The Landlord can look in the first instance to the tenants, subject to the terms of their lease, for a contribution to the cost of removal and installation of cladding to remedy a defect. Most standard lease terms will enable recovery under the service charge of the cost, from the tenants. There will be exceptions where a particular clause spells out the exception to this rule such as if the defect is inherent from the point of construction for instance. It is important that tenants ensure their lease is carefully scrutinised by a solicitor specialised in property law, to ensure there is no potential for challenging service charge demands in such circumstances.
The Landlord has the additional option of looking to certain funds set up to cover cladding issues. These funds only operate to cover residential premises and high rise buildings exceeding a certain level. There are deadlines for application to be made for funding. The Landlord will be expected to demonstrate that they have made sufficient effort to recover the cost of remedial works from all other potential parties liable to cover these costs such as tenants, professionals and insurers.

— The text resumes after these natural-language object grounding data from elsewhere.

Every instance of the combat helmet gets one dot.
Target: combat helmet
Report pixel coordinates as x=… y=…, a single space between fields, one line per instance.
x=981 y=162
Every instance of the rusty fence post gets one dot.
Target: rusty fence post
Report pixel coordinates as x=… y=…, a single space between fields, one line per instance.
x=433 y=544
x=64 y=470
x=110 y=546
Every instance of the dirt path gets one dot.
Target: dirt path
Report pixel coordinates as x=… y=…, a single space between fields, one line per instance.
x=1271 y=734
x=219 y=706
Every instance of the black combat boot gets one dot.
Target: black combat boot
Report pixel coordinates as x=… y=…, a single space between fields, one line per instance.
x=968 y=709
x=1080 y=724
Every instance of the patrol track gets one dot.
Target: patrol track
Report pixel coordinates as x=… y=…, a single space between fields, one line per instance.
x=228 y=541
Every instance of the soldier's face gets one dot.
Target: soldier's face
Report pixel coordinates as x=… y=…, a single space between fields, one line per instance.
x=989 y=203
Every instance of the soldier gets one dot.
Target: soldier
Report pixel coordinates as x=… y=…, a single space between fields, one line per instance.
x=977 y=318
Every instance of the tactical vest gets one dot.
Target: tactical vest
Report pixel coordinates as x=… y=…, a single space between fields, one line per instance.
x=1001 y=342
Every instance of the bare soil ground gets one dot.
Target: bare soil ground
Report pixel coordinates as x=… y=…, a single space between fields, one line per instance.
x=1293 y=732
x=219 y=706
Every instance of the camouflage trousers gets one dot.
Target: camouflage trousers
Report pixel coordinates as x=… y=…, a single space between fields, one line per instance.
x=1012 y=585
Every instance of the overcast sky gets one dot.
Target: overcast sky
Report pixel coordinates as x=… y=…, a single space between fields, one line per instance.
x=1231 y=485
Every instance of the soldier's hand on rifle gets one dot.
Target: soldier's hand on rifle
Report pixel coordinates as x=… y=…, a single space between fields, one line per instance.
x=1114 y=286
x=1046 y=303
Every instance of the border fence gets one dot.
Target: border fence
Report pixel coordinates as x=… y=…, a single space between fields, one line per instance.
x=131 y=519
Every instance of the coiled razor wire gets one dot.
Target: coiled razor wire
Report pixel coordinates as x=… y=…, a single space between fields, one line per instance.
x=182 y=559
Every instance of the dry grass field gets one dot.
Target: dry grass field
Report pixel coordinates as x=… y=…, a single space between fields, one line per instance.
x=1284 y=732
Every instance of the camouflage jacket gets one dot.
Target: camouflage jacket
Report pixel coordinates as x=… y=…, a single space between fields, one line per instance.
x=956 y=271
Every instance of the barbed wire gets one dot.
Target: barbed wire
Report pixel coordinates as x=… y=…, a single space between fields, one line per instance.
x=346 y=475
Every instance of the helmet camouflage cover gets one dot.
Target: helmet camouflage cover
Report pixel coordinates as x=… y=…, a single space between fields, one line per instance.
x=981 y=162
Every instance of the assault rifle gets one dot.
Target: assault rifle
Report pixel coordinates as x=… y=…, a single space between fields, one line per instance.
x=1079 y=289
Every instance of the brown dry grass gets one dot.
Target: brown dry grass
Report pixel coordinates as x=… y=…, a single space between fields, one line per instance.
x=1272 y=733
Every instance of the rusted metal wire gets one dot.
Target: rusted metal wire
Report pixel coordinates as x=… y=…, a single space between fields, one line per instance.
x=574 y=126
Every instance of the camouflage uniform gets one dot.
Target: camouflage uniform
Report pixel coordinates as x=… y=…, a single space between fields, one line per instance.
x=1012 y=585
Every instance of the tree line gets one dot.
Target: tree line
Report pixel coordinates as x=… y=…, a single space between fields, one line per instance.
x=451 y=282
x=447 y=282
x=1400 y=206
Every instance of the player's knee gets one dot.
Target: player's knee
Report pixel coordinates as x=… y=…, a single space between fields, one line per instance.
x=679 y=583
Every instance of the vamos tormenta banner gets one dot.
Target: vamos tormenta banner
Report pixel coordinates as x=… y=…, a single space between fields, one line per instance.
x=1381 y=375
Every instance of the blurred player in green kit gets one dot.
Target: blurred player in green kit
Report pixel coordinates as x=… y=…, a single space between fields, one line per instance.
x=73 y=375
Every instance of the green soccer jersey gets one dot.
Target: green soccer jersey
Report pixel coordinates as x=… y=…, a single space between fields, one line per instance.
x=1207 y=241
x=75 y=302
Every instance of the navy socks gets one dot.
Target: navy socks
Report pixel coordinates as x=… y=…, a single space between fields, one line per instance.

Tenants should check their building warranty policy. Typically for new build properties, these policies will cover the tenant for a period of around 10 years. Tenants should refer large service charge demands in connection with cladding issues to the building warranty provider in the first instance.
Who to sue:
Under the Defective Premises Act 1972, any professional engaged to advise and assist in the construction of a dwelling, is potentially liable for negligent commission of their duties and obligations, and they owe a duty of care to anyone acquiring a legal title in the premises and who was entitled to rely upon those persons carrying out their duties to a proper workmanlike standard. This could mean that potentially, a tenant may look to any of the experts involved in the construction of their property, for a claim in damages, including architects, surveyors, contractors, developers, managing agents or building inspector.
How long do you have?
If you are minded to sue, it is important to keep an eye on the clock as there are statutory limitations at play – 6 years from the act of negligence or 3 years from date of knowledge of it whichever is the later.